[clean-list] Re: HUGS Equivalent in Clean

Richard A. O'Keefe ok@atlas.otago.ac.nz
Fri, 20 Jul 2001 11:34:25 +1200 (NZST)


	I think you'll find Clean very similar to Haskell. The module system
	is different and there are some minor syntactical differences, but
	most everything you've learned about Haskell will also apply to
	Clean.
	
One thing I find extremely irritating is writing
    if Test then E1 else E2
in Haskell, but
    if (Test) (E1) (E2)
in Clean (yes, the parentheses are very often necessary).
For some reason this always trips me up.

Yes, I know that if *can* be a perfectly ordinary function in Clean,
and it's very clever of the Clean team to make it all work so well,
but the Haskell syntax here just seems to work out better, somehow.

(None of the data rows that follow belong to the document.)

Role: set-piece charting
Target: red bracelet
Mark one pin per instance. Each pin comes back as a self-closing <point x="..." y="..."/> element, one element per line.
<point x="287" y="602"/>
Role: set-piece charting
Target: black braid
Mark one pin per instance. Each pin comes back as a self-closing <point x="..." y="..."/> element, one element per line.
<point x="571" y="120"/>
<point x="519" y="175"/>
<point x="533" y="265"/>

Another irritation is that
    f :: (x y -> z) (x -> y) x -> z
    f g h x = g x (h x)
in Clean, but
    f :: (x -> y -> z) -> (x -> y) -> (x -> z)
    f g h x = g x (h x)
in Haskell.  I understand why Clean distinguishes between
(x y -> z) and (x -> y -> z), although they are the "same" type;
I can see the use of it, but occasionally it requires me to write
a signature for the definition that is different from the way I want
to think about using it, and that's regrettable.

In an ideal world I'd be asking for an additional front end whose syntax
was much closer to Haskell's; in the real world there are more important
tasks I'd like the Clean team to be able to finish first.